DEGREES OF CHANGE: RECONSTRUCTING PALEOTEMPERATURE AND PALEOSOL SOIL WATER IN BARINGO BASIN, KENYA

Baringo Basin, Kenya is located in the East African Rift and preserves the most continuous record of fossiliferous Neogene strata in equatorial eastern Africa. The BTB13 sediment core was drilled in Baringo Basin through Plio-Pleistocene strata (3.29 - 2.56 Ma) and records two major climate events: the mid-Pliocene Warming Period (mPWP; 3.25 - 2.95 Ma) which is an important analogue for modern climate change and the onset of global cooling leading to the Northern Hemisphere Glaciation (NHG; ~2.75 Ma). Paleosols (n = 78) compose 57% of the 222.6 m core that includes lacustrine, fluvial, alluvial, and tephra units.
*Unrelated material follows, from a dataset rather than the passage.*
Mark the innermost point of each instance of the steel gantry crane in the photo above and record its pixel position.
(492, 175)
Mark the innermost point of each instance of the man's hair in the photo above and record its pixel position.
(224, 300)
Stable C and O isotope ratios were measured from pedogenic carbonates (δ¹³C_PC , δ¹⁸O_PC) to track hydrologic and environmental changes (e.g., C₃ vs C₄ plants, fraction of woody cover, precipitation). δ¹³C_PC shows a transition from shrubland to wooded and C₄ grasslands in Baringo Basin as NHG intensified. Soil water δ¹⁸O (δ¹⁸O_sw) is a proxy for paleoprecipitation and changing seasonality due to shifts in the East African Monsoon– the region’s dominant precipitation regime. δ¹⁸O_PC depends on δ¹⁸O_sw , precipitation δ¹⁸O, and soil temperature, which are determined using carbonate clumped isotope thermometry (TΔ₄₇). TΔ₄₇, determined for eight paleosol carbonates, ranged from 15 - 29℃, indicating a gradual cooling trend (~8℃) as glaciation intensified, with warmer temperatures (~26℃) correlating with the mPWP. Reconstructed δ¹⁸O_sw values range from 2.9 to - 3.2‰ VSMOW and reveal hydrologic cycle fluctuations, but no long-term trend. C₄ vegetation and temperature changes broadly correlate with known increases in temperature and pCO₂ from global climate events, but additional Δ₄₇ analyses are needed to refine correlations. Additional ongoing work on paleosol bulk and clay mineralogy will provide insight into vegetational constraints and ultimately resource suitability for early hominins, as soil fertility is influenced by soil salinity and mineralogy. Paleosol bulk mineralogy, measured using X-ray diffraction, shows dominantly feldspathic and iron-oxide minerals, with poor quartz content due to basaltic parent materials. Feldspathic minerals are more abundant in the drier NHG, while iron-oxides are more abundant in the wetter mPWP. Cumulatively, these data indicate a positive correlation between soil fertility, iron-oxides, precipitation, and temperature.